“It would be rude to keep our visitors waiting,” she said.
His only answer was a frustrated sigh as she went for her dress and stockings, and wrapped them about her waist to hide her naked, cane-marked bottom as she left.
Chapter Eleven
Visitors
Ophelia shifted in her wing chair, her bottom still sore from last night’s “erotic punishment.” Worse, her husband kept catching her eye amidst the company’s merry conversations. She suspected he enjoyed watching her discomfort from across the drawing room, where he sat with his friends. That was the sort of perverse person he was.
Their guests kept the tone light at the after-dinner gathering, and she tried to fit in, playing the contented wife as far as she was able.
Which wasn’t very far.
Oh, she knew enough to play a gracious hostess. She’d learned it from her mother, in between embroidery and music lessons. She directed the seating at dinner and conferred with the cook on a pleasing menu, and had the servants make up comfortable rooms when it seemed their guests might be staying for a few days.
It frustrated Wescott, but what did it matter if they had visitors? Their honeymoon had been over before it began.
She was also capable of making polite conversation with her husband’s parents, who were not haughty at all, despite their ducal titles and wealth. His mother spoke kindly to her, asking how she liked Wescott Abbey. What she meant was, how do you like being married to my son? Ophelia had answered that it was a lovely place, not mentioning that she’d barely roamed beyond her own suite of rooms, at least inside the house.
“Ophelia, you look so far away.”
Elizabeth’s voice at her shoulder startled her from her darkening thoughts. Wescott’s youngest sister was sixteen, only a couple years younger than her, but she was so innocent, bright, and pure that Ophelia barely knew what to say to her. The ebony-haired young woman had played the piano when they first retired after dinner, and encouraged Ophelia to sing. Instead, she’d sat by the fire, blushing and refusing to share her talent. I still cannot sing, she’d lied. I’m sorry. The fire…
“I’m not so far away,” she said, smiling at Elizabeth. “Just thinking of your skill at the piano. You must practice a great deal.”
“I don’t practice as much as I should. August is better, and you ought to hear his father play. Do you remember Lord Barrymore from the wedding? He looks exactly like August, but for a few strands of silver in his hair.”
“Indeed, I remember meeting Lord Barrymore, as well as his wife. You are all very close,” Ophelia observed.
“Family friends.” Elizabeth rolled her green eyes, so like to her brother’s. “Which is well enough until you must go to this party or that because Mama’s friends are planning it, or dance with this or that son at a ball because you haven’t enough names on your dance card. That didn’t happen to me,” she added. “I’m not old enough for balls yet, not really, but Mama allowed me to attend a few given by the Warrens, as long as I didn’t dance.”

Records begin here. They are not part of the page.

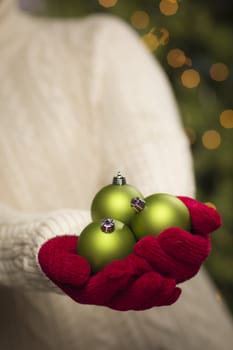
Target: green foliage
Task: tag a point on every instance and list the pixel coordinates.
(203, 30)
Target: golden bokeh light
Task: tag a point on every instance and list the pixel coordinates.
(108, 3)
(168, 7)
(226, 118)
(191, 134)
(140, 19)
(211, 139)
(151, 41)
(219, 71)
(190, 78)
(188, 62)
(176, 58)
(163, 40)
(210, 204)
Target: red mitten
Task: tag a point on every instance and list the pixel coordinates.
(127, 284)
(179, 254)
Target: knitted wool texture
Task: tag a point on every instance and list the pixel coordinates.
(145, 278)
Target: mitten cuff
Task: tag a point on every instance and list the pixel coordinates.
(21, 236)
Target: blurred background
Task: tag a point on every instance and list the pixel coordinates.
(193, 42)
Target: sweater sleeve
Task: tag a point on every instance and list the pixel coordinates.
(140, 129)
(21, 236)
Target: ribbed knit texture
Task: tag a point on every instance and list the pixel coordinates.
(79, 101)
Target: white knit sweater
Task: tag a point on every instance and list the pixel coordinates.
(79, 101)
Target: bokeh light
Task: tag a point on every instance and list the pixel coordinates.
(107, 3)
(140, 19)
(190, 78)
(163, 40)
(219, 71)
(191, 134)
(226, 118)
(176, 58)
(168, 7)
(211, 139)
(188, 61)
(151, 41)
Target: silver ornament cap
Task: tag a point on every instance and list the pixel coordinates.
(138, 203)
(108, 225)
(119, 179)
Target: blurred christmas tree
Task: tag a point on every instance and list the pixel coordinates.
(193, 42)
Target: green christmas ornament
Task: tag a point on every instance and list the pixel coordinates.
(104, 241)
(114, 201)
(157, 213)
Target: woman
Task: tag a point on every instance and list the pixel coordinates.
(66, 85)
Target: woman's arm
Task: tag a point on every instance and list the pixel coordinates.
(21, 236)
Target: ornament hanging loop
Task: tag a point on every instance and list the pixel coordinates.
(108, 225)
(119, 179)
(138, 203)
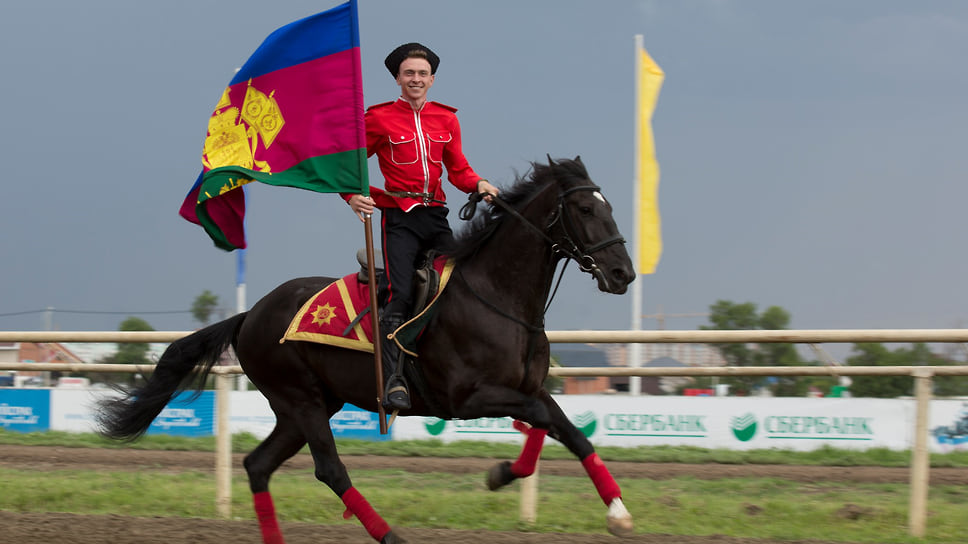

“I haven’t been to many balls.” Ophelia’s own foray into society had been so brief, and so fraught with worry about her reputation, that she hadn’t been able to enjoy much dancing, flirtation, and courtship. “I was studying music in Vienna for the last several years.”
“How interesting, that you lived in Vienna. I’ve never been there. I haven’t done a great deal at all, although I will when I’m older. At least I hope so.”
She made a small frown, and Ophelia thought again how very innocent she was. The girl would have less opportunity to do things in the future, if she married. Even a duke’s daughter would find her world shrunk down to a respectable, confining box within society.
“Will you tell me what it was like at your music school?” she asked. “Did you have daily lessons? Were any of your teachers famous? Did you sing in many operas? How often did you perform?”
Ophelia smiled at Elizabeth’s curiosity and glanced about the room, saw that Wescott’s parents and his other sister had taken up a game of cards with Lord Marlow, and that her husband was deep in conversation with Lord Augustine. “I did have daily lessons, and we performed quite a lot as part of our studies. We were graded on our performances, even ranked against one another. I suppose some of my teachers were famous. At times, great masters would spend a few days in our classes to instruct and inspire us.”
“And were you inspired?”
“Some of the time.”
“Do you like being married to my brother?”
Elizabeth’s abrupt change of topic took her aback. She could be very direct, her light eyes piercing beneath her deep black hair.
“Of…of course I like being married to Wescott. He is a very…good husband.”